We Look Alike, We Talk Alike


When I was younger, I remember visiting a friend with a new baby. I must have obsessed about the baby crying, worrying and wondering and questioning how the friend could let her cry so. I don’t remember the sequence of events, but all of a sudden, the friend turned on me and, in an attempt to hurt me, told me I was just like my mother.

Back then, without the experience of my own babies (who sometimes cried uncontrollably) or the closeness that grew between me and my mom (when those babies were born), I was terribly insulted. I am nothing like my mother! I wanted to scream.

With time, I’ve realized that the appropriate response to that old-but-not-forgotten insult should have been, “Thank you for the compliment.”

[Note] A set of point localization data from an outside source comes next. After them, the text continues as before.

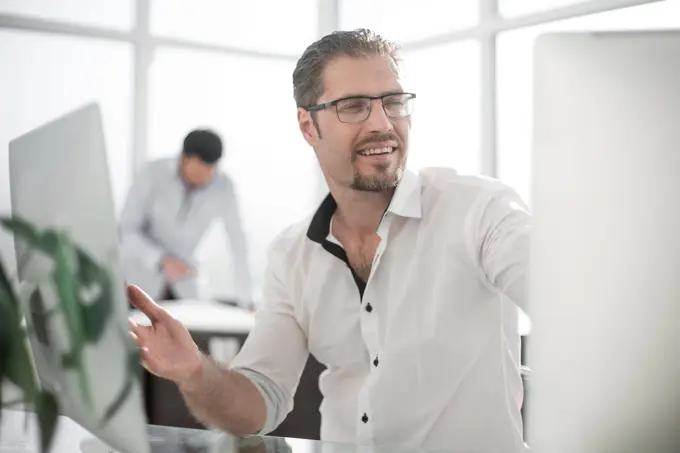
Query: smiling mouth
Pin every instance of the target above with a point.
(377, 151)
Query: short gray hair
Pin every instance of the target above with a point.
(308, 73)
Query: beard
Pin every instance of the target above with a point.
(385, 179)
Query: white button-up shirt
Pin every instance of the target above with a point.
(426, 352)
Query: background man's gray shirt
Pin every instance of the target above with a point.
(161, 217)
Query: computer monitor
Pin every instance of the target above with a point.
(605, 262)
(59, 180)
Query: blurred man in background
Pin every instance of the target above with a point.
(169, 209)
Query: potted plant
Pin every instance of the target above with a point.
(85, 303)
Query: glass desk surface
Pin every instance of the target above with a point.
(17, 436)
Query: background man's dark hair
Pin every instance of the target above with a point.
(204, 144)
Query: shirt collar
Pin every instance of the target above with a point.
(405, 202)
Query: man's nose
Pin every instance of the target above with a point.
(377, 120)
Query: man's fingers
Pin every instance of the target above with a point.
(140, 332)
(142, 302)
(148, 361)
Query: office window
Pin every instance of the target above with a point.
(515, 82)
(51, 75)
(512, 8)
(264, 25)
(118, 14)
(249, 102)
(406, 20)
(446, 118)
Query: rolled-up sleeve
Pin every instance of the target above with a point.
(275, 351)
(502, 237)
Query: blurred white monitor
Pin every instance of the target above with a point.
(605, 270)
(59, 179)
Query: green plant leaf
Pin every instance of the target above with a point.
(47, 409)
(96, 312)
(19, 370)
(134, 374)
(6, 336)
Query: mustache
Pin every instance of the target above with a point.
(375, 138)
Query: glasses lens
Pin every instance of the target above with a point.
(353, 110)
(398, 105)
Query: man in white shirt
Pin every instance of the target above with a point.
(404, 285)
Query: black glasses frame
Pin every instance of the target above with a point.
(334, 103)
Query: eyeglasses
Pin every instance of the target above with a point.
(356, 109)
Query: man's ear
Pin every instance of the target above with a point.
(307, 127)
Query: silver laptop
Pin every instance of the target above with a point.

Most of us experience it one way or another: a difficult yet loving relationship with our parents. I know there are people who do not talk to their parents—and do not want to. In my life, I’ve been blessed with closeness to my family, though I do admit there were times—years in fact—when we were at loggerheads.

We may look like them, have similar mannerisms, voices, or stances. We may lead our lives in harmony or, more likely, chart our own path to be their opposite. We learn that our parents are fallible and despite the difficulty, we have the power to forgive them for their real and supposed offenses. We realize that the traits that make us unique are often inherited. We also learn that we must accept those traits so that we can ultimately accept not only our parents but ourselves.

When I took care of my mom for two weeks while my dad was away, we spent such intense time together that I could anticipate Mom’s mood or the song she wanted to sing. When I helped her fall asleep, lying next to her on my dad’s bed, I noticed we would curl up like two identical book ends. I lay there in the quiet of their room wondering in what other ways we were similar.

My mom has always been sweet, helpful, and giving. She continues to be outgoing and friendly despite the Alzheimer’s. She loves social interaction. She stops on the streets to chat with old friends (who recognize her—Mom can't remember most people she meets) or even women in brightly colored dresses. She coos loudly over cute babies and bends to pet small dogs.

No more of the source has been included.